Around 200 flights were delayed or cancelled at Birmingham International Airport after an emergency landing closed the runway for ten hours.
The TNT Boeing 737 cargo plane had been travelling from Liege Airport in Belgium to Stansted when it was diverted to Nottingham East Midlands Airport due to bad weather.
But the pilot was forced to make the emergency landing at BIA after the undercarriage of the plane was damaged.
The aircraft landed safely just after 6am, with the two crew uninjured, but the runway was closed after foam was sprayed as a precaution.
Although some smaller flights were allowed to take off during the afternoon, the runway was not opened fully until after 4pm.

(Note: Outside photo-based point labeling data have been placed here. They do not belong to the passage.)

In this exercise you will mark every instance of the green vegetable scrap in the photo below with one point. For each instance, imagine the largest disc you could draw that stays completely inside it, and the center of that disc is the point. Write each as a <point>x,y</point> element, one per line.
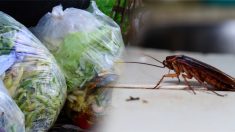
<point>34,81</point>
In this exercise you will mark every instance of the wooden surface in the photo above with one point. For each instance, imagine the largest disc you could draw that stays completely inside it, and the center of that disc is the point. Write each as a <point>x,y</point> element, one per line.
<point>170,108</point>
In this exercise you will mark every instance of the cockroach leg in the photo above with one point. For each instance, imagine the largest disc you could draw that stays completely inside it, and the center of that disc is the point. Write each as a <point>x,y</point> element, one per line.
<point>186,82</point>
<point>178,79</point>
<point>222,95</point>
<point>166,75</point>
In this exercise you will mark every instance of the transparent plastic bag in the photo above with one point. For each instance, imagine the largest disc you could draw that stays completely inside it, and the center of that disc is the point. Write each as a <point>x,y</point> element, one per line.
<point>34,80</point>
<point>9,122</point>
<point>85,44</point>
<point>82,42</point>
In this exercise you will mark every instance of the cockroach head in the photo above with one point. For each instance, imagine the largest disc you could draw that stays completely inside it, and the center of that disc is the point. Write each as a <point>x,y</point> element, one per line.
<point>168,61</point>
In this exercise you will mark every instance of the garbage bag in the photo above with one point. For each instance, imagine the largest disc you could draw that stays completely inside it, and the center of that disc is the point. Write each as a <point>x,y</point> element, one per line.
<point>11,117</point>
<point>86,45</point>
<point>33,80</point>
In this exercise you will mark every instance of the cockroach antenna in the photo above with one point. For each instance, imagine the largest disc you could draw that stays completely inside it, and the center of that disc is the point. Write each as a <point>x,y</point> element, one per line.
<point>146,63</point>
<point>141,63</point>
<point>153,58</point>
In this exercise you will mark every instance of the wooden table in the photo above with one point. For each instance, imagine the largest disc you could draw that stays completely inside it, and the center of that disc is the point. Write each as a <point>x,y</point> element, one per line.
<point>170,108</point>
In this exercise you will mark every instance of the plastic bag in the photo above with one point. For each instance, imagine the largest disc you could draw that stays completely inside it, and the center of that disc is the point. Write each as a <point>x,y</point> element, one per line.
<point>9,122</point>
<point>34,79</point>
<point>85,44</point>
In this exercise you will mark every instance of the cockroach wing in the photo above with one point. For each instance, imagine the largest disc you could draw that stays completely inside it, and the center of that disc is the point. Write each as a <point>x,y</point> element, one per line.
<point>210,70</point>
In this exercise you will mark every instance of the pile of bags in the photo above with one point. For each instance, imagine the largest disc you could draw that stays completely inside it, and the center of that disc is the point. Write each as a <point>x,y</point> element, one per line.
<point>73,62</point>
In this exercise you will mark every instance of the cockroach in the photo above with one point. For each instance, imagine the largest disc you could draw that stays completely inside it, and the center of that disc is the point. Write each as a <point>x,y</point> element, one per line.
<point>189,68</point>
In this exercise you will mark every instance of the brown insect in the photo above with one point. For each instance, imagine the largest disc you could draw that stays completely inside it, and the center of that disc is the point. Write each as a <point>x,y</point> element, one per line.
<point>191,68</point>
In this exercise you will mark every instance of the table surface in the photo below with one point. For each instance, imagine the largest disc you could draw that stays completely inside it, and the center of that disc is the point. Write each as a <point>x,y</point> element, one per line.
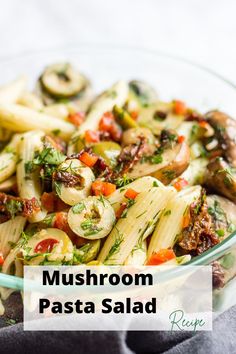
<point>202,31</point>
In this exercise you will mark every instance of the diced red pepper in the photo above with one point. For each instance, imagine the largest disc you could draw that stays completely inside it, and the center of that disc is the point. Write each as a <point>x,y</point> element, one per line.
<point>91,136</point>
<point>46,245</point>
<point>116,132</point>
<point>203,124</point>
<point>179,107</point>
<point>48,200</point>
<point>181,139</point>
<point>120,210</point>
<point>104,188</point>
<point>1,259</point>
<point>76,118</point>
<point>180,184</point>
<point>131,194</point>
<point>106,122</point>
<point>186,220</point>
<point>161,256</point>
<point>88,159</point>
<point>134,115</point>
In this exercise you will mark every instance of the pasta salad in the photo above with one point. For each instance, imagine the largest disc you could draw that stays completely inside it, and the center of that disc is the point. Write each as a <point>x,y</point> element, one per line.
<point>120,178</point>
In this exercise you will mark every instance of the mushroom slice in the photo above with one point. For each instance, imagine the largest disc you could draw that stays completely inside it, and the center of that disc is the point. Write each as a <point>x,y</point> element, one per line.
<point>51,244</point>
<point>172,163</point>
<point>92,218</point>
<point>225,131</point>
<point>131,136</point>
<point>223,213</point>
<point>73,181</point>
<point>62,80</point>
<point>143,92</point>
<point>221,178</point>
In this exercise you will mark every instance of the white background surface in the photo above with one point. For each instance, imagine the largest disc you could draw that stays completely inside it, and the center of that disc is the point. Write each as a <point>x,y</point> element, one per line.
<point>201,30</point>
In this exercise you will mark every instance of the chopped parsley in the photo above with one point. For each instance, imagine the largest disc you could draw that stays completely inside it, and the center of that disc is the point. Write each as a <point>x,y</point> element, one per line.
<point>122,181</point>
<point>14,207</point>
<point>129,203</point>
<point>220,232</point>
<point>156,159</point>
<point>90,227</point>
<point>57,187</point>
<point>49,156</point>
<point>119,238</point>
<point>78,208</point>
<point>167,212</point>
<point>155,184</point>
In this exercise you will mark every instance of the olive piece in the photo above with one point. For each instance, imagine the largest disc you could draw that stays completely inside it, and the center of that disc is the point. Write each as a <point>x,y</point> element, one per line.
<point>171,164</point>
<point>108,150</point>
<point>62,80</point>
<point>221,178</point>
<point>225,131</point>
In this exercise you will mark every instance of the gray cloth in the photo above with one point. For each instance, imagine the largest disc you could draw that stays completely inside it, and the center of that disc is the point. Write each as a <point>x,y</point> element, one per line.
<point>222,340</point>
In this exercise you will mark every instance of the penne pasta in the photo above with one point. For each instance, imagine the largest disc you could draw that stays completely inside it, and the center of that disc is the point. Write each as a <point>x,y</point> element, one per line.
<point>13,266</point>
<point>138,255</point>
<point>171,220</point>
<point>30,100</point>
<point>28,183</point>
<point>20,119</point>
<point>11,92</point>
<point>10,232</point>
<point>136,226</point>
<point>116,95</point>
<point>8,184</point>
<point>8,158</point>
<point>139,185</point>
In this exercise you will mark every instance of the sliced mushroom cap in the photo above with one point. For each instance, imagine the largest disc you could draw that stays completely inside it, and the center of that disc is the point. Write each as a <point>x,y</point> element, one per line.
<point>221,178</point>
<point>223,213</point>
<point>131,136</point>
<point>145,93</point>
<point>225,131</point>
<point>173,163</point>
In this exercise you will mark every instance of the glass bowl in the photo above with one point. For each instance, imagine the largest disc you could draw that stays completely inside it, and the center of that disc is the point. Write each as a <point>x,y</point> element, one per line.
<point>174,78</point>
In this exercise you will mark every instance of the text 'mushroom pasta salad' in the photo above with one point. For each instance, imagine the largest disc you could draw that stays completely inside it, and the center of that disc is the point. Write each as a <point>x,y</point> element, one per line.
<point>118,179</point>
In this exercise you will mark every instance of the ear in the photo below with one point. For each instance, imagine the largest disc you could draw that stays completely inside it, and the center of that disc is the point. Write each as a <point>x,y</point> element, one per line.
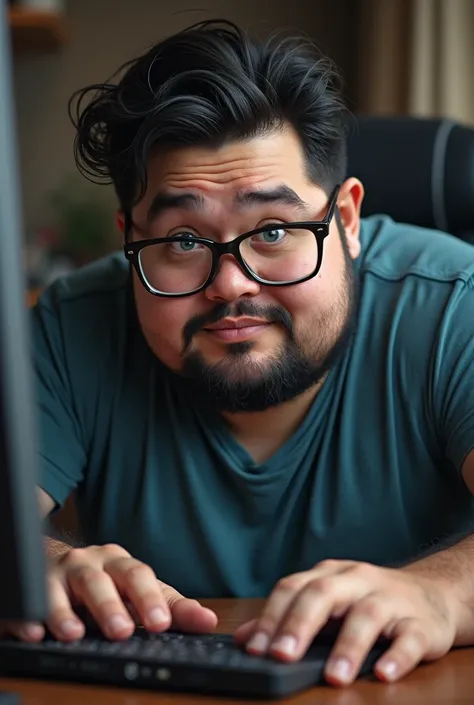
<point>120,221</point>
<point>349,202</point>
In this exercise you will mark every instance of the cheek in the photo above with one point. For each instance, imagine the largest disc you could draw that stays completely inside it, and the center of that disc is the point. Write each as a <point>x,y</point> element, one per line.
<point>162,322</point>
<point>305,300</point>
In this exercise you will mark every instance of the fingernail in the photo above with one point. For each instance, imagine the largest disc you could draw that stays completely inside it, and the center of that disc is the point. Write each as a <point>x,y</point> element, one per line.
<point>33,631</point>
<point>286,645</point>
<point>259,642</point>
<point>388,669</point>
<point>69,627</point>
<point>117,623</point>
<point>157,617</point>
<point>340,668</point>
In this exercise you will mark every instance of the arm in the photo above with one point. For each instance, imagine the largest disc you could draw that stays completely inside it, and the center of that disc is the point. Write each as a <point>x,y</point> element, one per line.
<point>453,567</point>
<point>53,547</point>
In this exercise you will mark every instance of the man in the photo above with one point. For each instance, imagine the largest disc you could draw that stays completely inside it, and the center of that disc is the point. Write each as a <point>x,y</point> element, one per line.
<point>271,397</point>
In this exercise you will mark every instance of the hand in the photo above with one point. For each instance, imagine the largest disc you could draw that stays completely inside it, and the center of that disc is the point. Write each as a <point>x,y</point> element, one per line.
<point>413,611</point>
<point>101,578</point>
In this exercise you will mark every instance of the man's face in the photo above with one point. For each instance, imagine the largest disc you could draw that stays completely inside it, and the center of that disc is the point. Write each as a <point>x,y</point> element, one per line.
<point>291,334</point>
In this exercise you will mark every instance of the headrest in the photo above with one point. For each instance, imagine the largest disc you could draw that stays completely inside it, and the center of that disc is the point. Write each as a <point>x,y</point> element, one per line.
<point>419,171</point>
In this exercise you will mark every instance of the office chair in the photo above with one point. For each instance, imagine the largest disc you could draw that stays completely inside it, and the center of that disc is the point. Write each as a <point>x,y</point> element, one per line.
<point>417,170</point>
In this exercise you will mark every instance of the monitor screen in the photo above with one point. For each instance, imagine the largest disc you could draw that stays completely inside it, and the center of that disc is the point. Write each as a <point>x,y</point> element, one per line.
<point>22,589</point>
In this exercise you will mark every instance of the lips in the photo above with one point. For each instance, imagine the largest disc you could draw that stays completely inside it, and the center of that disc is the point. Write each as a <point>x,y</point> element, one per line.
<point>233,323</point>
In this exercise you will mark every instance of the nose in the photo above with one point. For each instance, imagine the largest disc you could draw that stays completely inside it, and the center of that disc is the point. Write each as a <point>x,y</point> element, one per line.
<point>230,282</point>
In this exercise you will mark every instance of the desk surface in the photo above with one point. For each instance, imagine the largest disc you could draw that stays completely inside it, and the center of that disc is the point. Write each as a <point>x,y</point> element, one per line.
<point>450,680</point>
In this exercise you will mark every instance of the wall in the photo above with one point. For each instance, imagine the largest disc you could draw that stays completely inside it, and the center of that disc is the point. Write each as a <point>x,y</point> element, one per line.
<point>104,34</point>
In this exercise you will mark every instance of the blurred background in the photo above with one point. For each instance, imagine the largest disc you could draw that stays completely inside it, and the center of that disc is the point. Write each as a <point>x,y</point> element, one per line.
<point>397,57</point>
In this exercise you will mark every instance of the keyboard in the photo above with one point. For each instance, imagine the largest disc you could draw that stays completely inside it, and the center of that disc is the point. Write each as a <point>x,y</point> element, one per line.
<point>172,661</point>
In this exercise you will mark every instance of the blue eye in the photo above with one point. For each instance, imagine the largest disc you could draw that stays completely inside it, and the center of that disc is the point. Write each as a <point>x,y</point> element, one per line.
<point>271,236</point>
<point>185,245</point>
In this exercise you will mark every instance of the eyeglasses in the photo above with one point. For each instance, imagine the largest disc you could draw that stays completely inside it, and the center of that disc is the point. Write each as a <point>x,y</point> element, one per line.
<point>279,254</point>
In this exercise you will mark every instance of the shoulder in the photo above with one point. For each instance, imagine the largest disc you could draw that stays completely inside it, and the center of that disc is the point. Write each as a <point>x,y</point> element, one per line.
<point>81,317</point>
<point>397,251</point>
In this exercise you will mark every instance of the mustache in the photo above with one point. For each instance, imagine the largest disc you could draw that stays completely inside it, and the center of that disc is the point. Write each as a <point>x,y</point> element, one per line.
<point>272,314</point>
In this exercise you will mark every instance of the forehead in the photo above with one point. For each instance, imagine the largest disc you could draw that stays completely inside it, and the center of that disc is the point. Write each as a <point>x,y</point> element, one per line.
<point>271,159</point>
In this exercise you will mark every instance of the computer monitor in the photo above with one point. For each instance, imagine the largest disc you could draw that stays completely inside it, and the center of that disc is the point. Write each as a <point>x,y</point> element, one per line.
<point>22,585</point>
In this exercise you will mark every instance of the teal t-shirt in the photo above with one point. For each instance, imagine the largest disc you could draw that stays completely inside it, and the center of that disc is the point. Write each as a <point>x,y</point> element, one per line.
<point>373,473</point>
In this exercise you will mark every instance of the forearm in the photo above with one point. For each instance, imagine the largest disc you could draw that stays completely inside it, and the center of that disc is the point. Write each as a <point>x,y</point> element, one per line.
<point>453,569</point>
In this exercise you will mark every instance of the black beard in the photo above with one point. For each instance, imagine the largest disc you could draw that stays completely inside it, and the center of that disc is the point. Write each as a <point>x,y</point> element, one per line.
<point>239,384</point>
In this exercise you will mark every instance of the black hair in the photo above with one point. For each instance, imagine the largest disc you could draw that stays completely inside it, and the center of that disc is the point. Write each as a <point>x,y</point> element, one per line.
<point>205,86</point>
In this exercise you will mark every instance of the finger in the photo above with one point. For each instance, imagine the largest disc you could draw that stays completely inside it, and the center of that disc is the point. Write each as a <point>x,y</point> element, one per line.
<point>283,598</point>
<point>190,616</point>
<point>243,633</point>
<point>159,605</point>
<point>62,621</point>
<point>406,652</point>
<point>25,631</point>
<point>96,590</point>
<point>139,584</point>
<point>361,629</point>
<point>312,608</point>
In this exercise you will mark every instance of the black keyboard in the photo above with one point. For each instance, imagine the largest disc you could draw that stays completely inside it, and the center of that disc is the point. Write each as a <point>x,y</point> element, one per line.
<point>183,662</point>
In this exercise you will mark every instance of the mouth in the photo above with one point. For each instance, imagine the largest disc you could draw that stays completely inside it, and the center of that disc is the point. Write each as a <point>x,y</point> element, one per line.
<point>236,329</point>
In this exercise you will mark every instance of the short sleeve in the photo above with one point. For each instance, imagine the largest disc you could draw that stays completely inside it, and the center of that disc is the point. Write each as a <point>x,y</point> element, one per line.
<point>453,374</point>
<point>62,454</point>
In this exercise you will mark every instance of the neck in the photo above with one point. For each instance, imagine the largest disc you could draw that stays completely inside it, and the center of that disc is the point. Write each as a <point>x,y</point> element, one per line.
<point>262,433</point>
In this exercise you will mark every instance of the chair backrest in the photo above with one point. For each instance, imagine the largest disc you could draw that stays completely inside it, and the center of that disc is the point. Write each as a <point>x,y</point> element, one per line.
<point>418,171</point>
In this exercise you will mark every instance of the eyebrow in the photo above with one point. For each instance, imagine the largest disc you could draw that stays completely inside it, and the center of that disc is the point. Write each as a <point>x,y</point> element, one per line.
<point>164,201</point>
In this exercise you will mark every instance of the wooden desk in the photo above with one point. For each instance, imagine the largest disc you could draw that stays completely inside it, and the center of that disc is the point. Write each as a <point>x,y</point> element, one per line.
<point>449,681</point>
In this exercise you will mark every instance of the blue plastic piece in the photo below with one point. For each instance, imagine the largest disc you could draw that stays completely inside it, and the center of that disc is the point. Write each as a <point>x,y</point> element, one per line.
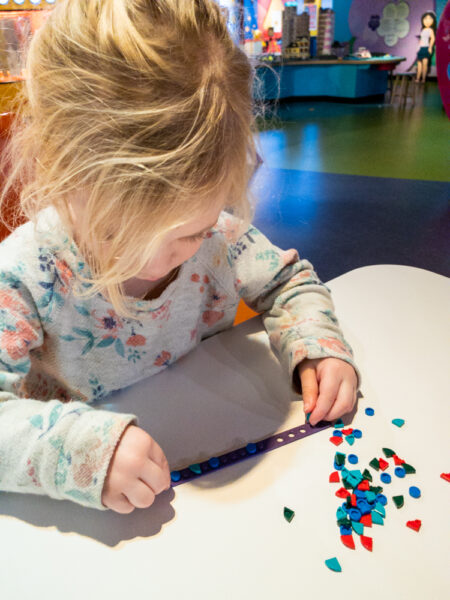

Passengers were told to check-in as usual for departing flights, although some delays were expected.
John Morris, head of corporate affairs at BIA, said if the airport had an extended runway, flights may have resumed earlier.
"If we already had the runway extension we plan to have by 2012, I think it would have made a difference," he said, "It would have allowed the larger plans to take off earlier."
Mr Morris added that the airport's emergency plans had been put in place and he praised the actions of the emergency crews.
Stranded passengers included hundreds of England fans heading for Germany.
Supporters heading to the game in Nuremberg, some of whom had paid hundreds of pounds for flights and tickets for the match, were forced to watch England play Trinidad and Tobago in the UK after being told their flights had been cancelled, along with those of thousands of holiday makers.
Twenty-two flights were due to depart to Germany yesterday but most of the passengers were bused to other airports in the afternoon following the closure.
Peter Stubbins, aged 30, from Sutton Coldfield, Birmingham, paid £180 for match tickets and £200 for flights to Nuremberg via Amsterdam along with 11 friends.
The insurance worker said: "We are all absolutely gutted. Not only are we not going to be there for the game but we have all lost a lot of money.
"We have been planning this for months and I can't believe this has happened now.
"We even tried to hire a jet with the £5,000 insurance money we'd get from the cancelled flight but it would have cost at least £9,000. It's a shambles really.
"We have got a flight booked from Gatwick to Amsterdam later and from there we are then splitting up - some heading to Munich, others to Nuremberg - and fingers crossed we will be there by
Friday evening to catch some of the other matches. We are now racing to London to watch the match on TV ready for the flight but knowing our luck we'll get stuck in traffic."
His friend Danny Gilmore, aged 29, said: "It's totally disorganised down here. We phoned the airline as we had been waiting for so long to be told what was happening and we were told to just stay in the queue."
TNT confirmed that aviation experts had flown in from Liege to assist air accident investigators. The Air Accident Investigation Board is investigating at Birmingham and East Midlands.